When you were young, it took months for you to figure out that the reflection you say on the oven was, in fact, you. I think, though, that your joy and your curls both provided a different sort of reflection--maybe canvas is better fitting--for those who spent the most time around you. You began to resemble the Fine-Waldman clan--especially our shared mother--even if your appearance and actions were all categorically canine.
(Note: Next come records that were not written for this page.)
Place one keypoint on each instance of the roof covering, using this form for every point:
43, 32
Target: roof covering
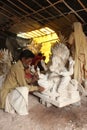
29, 15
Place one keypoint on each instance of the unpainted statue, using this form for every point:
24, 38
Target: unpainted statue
60, 88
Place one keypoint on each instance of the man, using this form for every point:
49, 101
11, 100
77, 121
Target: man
16, 86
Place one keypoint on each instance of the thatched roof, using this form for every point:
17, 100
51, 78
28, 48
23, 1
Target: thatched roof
28, 15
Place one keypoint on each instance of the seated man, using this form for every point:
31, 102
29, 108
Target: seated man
15, 84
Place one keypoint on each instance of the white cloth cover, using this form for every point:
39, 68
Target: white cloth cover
17, 101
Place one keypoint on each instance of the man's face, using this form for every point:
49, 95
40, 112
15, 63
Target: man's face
26, 62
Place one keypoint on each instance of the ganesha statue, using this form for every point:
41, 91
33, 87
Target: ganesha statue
60, 89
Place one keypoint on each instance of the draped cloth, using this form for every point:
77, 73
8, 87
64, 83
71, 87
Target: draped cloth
79, 39
17, 101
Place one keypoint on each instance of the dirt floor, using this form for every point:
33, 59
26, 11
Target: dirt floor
72, 117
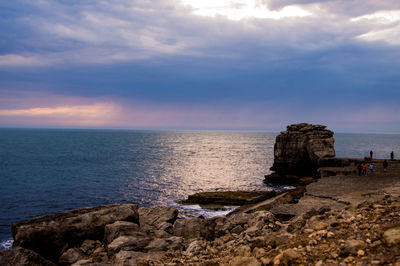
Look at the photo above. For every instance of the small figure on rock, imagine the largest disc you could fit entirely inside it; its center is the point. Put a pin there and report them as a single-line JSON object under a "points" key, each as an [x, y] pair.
{"points": [[359, 169], [385, 165], [371, 168], [364, 169]]}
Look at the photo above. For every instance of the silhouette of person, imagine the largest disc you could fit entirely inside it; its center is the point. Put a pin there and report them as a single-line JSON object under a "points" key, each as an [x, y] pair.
{"points": [[385, 165], [359, 168]]}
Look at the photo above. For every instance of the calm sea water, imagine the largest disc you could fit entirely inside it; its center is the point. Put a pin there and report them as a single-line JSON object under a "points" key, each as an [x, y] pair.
{"points": [[47, 171]]}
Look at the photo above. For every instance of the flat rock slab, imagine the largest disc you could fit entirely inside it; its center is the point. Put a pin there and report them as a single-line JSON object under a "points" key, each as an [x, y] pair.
{"points": [[228, 198]]}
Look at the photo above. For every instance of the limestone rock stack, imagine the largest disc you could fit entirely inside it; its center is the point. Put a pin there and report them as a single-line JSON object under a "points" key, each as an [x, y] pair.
{"points": [[299, 149]]}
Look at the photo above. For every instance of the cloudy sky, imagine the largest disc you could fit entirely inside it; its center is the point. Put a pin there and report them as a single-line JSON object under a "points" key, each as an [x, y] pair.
{"points": [[209, 64]]}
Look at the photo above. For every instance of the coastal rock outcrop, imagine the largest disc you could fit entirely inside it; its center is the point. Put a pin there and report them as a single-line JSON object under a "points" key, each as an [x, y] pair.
{"points": [[299, 149], [48, 235]]}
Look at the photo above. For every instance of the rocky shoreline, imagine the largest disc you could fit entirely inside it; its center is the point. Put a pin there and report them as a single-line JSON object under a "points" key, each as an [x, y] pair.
{"points": [[333, 217]]}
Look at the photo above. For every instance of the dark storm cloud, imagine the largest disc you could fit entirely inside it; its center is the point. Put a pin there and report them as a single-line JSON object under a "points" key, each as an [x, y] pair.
{"points": [[160, 55]]}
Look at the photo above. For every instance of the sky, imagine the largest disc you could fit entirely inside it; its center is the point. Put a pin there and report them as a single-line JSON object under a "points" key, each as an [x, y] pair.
{"points": [[210, 64]]}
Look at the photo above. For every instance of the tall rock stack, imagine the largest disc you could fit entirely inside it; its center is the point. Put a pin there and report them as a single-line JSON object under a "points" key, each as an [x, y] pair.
{"points": [[299, 149]]}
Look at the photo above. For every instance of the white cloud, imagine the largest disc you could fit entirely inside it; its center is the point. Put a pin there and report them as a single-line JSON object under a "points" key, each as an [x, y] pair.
{"points": [[386, 26], [240, 9], [22, 60], [383, 17], [110, 31]]}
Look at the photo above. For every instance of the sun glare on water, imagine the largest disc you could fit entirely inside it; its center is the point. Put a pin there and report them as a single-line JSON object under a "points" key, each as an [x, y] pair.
{"points": [[240, 9]]}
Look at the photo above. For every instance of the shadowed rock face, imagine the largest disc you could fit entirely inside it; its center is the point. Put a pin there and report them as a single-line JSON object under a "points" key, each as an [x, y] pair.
{"points": [[298, 149]]}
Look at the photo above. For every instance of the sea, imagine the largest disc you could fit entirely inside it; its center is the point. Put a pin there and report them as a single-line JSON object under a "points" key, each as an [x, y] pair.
{"points": [[44, 171]]}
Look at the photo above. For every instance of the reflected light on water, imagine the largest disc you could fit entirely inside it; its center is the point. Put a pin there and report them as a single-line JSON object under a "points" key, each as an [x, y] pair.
{"points": [[188, 162]]}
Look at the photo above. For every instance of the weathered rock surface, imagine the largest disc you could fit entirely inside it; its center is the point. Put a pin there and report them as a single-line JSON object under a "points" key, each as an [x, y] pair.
{"points": [[228, 198], [119, 228], [20, 257], [298, 150], [157, 217], [48, 235]]}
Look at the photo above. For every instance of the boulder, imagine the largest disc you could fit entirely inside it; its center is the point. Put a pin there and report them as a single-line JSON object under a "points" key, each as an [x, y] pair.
{"points": [[392, 235], [136, 258], [352, 246], [20, 257], [195, 228], [164, 244], [48, 235], [194, 248], [249, 261], [157, 216], [298, 150], [119, 228], [70, 256], [128, 243]]}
Goodbye to you, our very best friend,
I guess you could say we were Dizzy’s people grandparents (or great grandparents) as she was the dog of our son Mike, our daughter-in-law Liz, and their children (our grandchildren) Ben, Susannah and Josh. Although Dizzy was certainly their family dog, we felt that she was our dog too. Every time we came to their house to visit, Dizzy would first bark to announce our coming and then quiet down for a full-scale petting. Once inside their house, Dizzy would come over to us and offer her paw to indicate we should pet her even more. Although she was a big dog, we sometimes think she didn’t know she wasn’t a small puppy, and she would climb onto Grandma Sandy’s lap, which made Dizzy look like a small horse trying to be nice.
Some of the best times with Dizzy was at our house in the Berkshires. She loved running around outside the house, looking for the biggest sticks she could find, I think she always thought of us as those nice people with the house with so many attractive sticks to pick up.
Despite her size, Dizzy was a gentle sweet dog who always considered herself part of the family, even dancing around and barking when the family was doing a holiday dance.
Like her family, we loved Dizzy too and will miss her too, but the great memories of Dizzy will always remain.